Sleep is a popular topic with parents of babies.
"Is she sleeping through the night yet?"
no.
"Sleep when the baby sleeps!"
Say that again and I might strangle you.
It was hard early on. Rough. Nothing really can prepare you for
sleeping just a few interrupted hours for weeks on end. I am sure this is a hard adjustment for any new parent
(except those people I slightly curve under my breath who have babies who sleep 7 hrs at 2 months old. Trauma lasts a while.). Not that I have other experience, but I'm going to guess the sleep adjustment is especially hard for a)
preemie parents (because they're newborns for extra long) and b)
parents of multiples. It does get
better with
time, but it's still hard.
We have had some good weeks. Weeks where they woke once to eat, or for a day or two, slept until 5 without waking. We've had some very bad weeks. Teeth. Ear infections.

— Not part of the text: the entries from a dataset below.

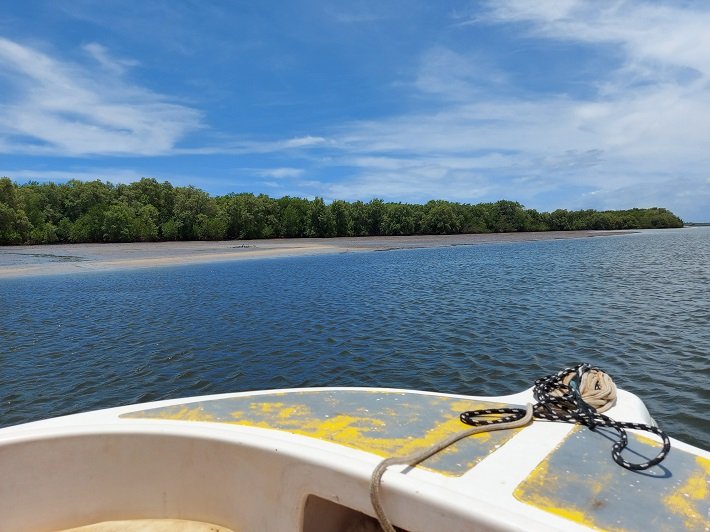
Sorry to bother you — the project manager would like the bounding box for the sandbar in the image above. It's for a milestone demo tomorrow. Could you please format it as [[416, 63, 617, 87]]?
[[0, 231, 634, 279]]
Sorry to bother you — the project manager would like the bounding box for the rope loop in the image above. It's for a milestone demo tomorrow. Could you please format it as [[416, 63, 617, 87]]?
[[533, 363, 671, 471]]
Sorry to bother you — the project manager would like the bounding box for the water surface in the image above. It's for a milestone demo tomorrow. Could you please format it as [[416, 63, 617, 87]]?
[[0, 228, 710, 447]]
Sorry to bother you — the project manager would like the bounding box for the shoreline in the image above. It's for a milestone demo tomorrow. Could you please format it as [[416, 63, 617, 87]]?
[[0, 231, 637, 279]]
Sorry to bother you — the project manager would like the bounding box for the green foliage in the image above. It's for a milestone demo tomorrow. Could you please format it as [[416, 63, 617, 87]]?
[[0, 177, 683, 244]]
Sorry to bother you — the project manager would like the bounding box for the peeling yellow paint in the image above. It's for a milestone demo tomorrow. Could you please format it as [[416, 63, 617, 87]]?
[[122, 392, 517, 475], [663, 456, 710, 530], [513, 461, 610, 530]]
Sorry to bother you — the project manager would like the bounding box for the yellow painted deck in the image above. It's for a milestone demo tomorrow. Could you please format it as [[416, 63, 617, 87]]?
[[121, 390, 517, 476]]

Hand Foot and Mouth. Two weekends, at the ripe old age of 1 Year and 21 hours old for the babies, we took a drive as a family at 3 fucking 15 in the morning because they had been that much screaming for so long. Maybe it was 4:15. I can't even remember. They'd both been crying for something like 2 hours and we just ran out of ideas (and yes, they'd been drugged with Motrin and teething tablets and milk). It worked, not surprisingly.
Crying it out has had limited success here. It is fine for bedtime, and we've had some luck overnight if the waking is just waking for the hell of it. More often than not though, ignoring crying leads to more crying. Hysterical crying. Crying for 2 hours. So if it goes on, we give them milk, sometimes meds...and on it goes. We're getting into a better cycle it seems, knock on wood, and are back down to one overnight waking each. They're almost 16 and 17 pounds, and a friend told me her son dropped his 4 am-ish feeding around 18 lbs, so maybe it's on the horizon. It DID get better at 10 and 12 pounds, which were also relayed to me as milestones for feeding/sleep.So we'll see.
I have come to the conclusion a lot of overnight baby sleep is luck,
baby temperament, and size. My girls have never been good night
sleepers by the "standards" for STTN, but they started sleeping
significantly more/longer at 10 lbs and 12 lbs (as I mentioned), so there is hope.... They are rather
small for their age, so this had led to a lot more night feeding than
I'd prefer but it is what it is. We did the same things and worked to
establish good routines (for the most part, outside of our
sickness/teething setbacks), and one of my girls consistently sleeps
more soundly than the other, hence my opinion on temperament.
I'm still tired a lot, and I do think this affects me a lot in other aspects of my life, but it is improving, and I know this stage is fleeting. Heck, we're already a year into parenthood and have technically toddlers (though they're not quite toddling!).